Just over a month after going public, Uber Health's head executive discusses how the ridesharing company plans to differentiate its offerings from the competition.
Dan Trigub says he has worked at the "intersection of ridesharing and healthcare" for the past three years.
Trigub, the former regional vice president of healthcare for Lyft, has served as the head of Uber Health since December 2018.
He says that in conversations with payers and providers about incorporating ridesharing into healthcare, executives have gone from skeptics to believers because of the credibility Uber and other ridesharing companies have accrued in recent years. In 2017, ridesharing became legal across the country, and both Uber and Lyft debuted on Wall Street this spring with multi-billion dollar initial public offerings.
Now, just over a month after Uber went public with a goal of continuing to expand its operations, Trigub spoke with HealthLeaders about how the San Francisco–based ridesharing company can compete in the non-emergency medical transportation (NEMT) space and the potential to branch into other adjacent areas of medical transport.
This transcript has been lightly edited for brevity and clarity.
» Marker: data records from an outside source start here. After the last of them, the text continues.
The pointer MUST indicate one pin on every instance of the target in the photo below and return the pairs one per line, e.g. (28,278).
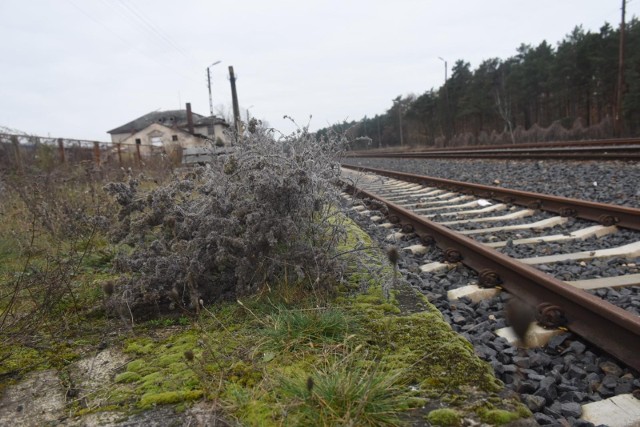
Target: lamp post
(209,84)
(399,118)
(248,108)
(446,101)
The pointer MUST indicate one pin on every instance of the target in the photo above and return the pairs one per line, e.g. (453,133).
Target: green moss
(137,365)
(127,377)
(498,416)
(168,397)
(445,417)
(140,346)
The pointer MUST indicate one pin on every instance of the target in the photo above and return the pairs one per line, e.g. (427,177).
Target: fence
(18,152)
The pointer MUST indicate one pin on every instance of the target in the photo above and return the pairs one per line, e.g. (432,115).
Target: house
(170,132)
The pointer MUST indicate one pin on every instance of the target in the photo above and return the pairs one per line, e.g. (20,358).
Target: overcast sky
(78,68)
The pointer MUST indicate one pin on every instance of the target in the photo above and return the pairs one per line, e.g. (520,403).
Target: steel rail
(605,325)
(535,145)
(602,213)
(532,155)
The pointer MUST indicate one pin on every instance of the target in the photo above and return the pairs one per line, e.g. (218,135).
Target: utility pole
(209,85)
(234,97)
(620,89)
(400,120)
(446,102)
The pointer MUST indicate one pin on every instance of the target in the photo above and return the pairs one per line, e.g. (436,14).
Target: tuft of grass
(296,329)
(445,417)
(343,394)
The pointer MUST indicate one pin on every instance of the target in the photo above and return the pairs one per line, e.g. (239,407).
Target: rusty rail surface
(602,213)
(603,324)
(612,149)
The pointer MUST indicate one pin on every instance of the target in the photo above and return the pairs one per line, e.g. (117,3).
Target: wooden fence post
(119,154)
(16,147)
(138,158)
(96,153)
(61,151)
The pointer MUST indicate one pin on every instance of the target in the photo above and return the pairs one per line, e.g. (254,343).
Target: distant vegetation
(541,93)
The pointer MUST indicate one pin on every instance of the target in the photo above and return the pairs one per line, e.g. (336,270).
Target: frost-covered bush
(225,229)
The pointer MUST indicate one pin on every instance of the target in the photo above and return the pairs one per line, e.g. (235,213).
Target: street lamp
(446,100)
(209,83)
(399,118)
(445,69)
(248,108)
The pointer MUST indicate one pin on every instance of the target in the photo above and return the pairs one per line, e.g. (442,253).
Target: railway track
(613,149)
(461,219)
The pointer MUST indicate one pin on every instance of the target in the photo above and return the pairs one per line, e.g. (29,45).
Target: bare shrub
(263,213)
(52,223)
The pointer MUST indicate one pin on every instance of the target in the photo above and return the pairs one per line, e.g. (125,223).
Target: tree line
(541,93)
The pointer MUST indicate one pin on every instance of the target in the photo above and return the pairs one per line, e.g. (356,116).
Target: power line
(128,43)
(146,21)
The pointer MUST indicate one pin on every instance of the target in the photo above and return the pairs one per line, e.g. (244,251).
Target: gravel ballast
(556,380)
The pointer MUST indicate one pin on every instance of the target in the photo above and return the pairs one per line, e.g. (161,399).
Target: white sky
(78,68)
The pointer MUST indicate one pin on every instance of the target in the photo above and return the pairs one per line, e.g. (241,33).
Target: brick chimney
(189,118)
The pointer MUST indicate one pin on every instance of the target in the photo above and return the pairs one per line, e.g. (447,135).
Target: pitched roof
(167,118)
(205,121)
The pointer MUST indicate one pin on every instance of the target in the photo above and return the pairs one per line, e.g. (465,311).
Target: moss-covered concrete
(235,356)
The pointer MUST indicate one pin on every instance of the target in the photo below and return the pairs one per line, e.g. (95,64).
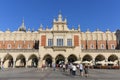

HealthLeaders: How will Uber differentiate its product in the competitive medical transport space?
Trigub: For us at Uber, this falls directly in line with our mission and vision to serve all populations globally. Uber is available in more than 600 cities across 64 countries on six continents. We have more than 900,000 drivers just here in the U.S.
Healthcare is not just a U.S. problem, it's a global [issue] that we can have an impact on.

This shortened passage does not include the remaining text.